Memo to self: look into whether different sources of B6 mice might correlate with different results re: butadiene's carcinogenic potential.

Koch's Postulates Revised

Whenever epidemiological data is used to support a claim of causation in a toxic tort case a fight over causal inference invariably erupts and for the last twenty years or so that has meant an argument about whether Sir A. B. Hill's so-called causal criteria have been met. Long before Hill tried to prove that smoking causes lung cancer Robert Koch tried to find a defensible argument for the claim that microbes were the cause of anthrax. What he came up with are known as Koch's postulates and they've been around for well over one hundred years. Now, in an attempt to update them for a world in which often only bits of pathogens long gone remain an attempt to update the postulates has been published.

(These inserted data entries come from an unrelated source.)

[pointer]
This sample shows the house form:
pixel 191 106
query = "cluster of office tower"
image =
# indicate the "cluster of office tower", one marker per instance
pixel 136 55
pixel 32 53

In "Microbe Hunting"  the author summarizes the problem of causal attribution when the responsible bacteria can't be cultured or even found and when their role in disease is the result of an incredibly complex interplay between host, uncounted trillions of microbes and the external environment. He discusses the methods for teasing out pathogens from dense webs of causation and proposes a refined set of causal criteria. It's well worth reading because if you do mass torts you'll be dealing with this issue for years to come.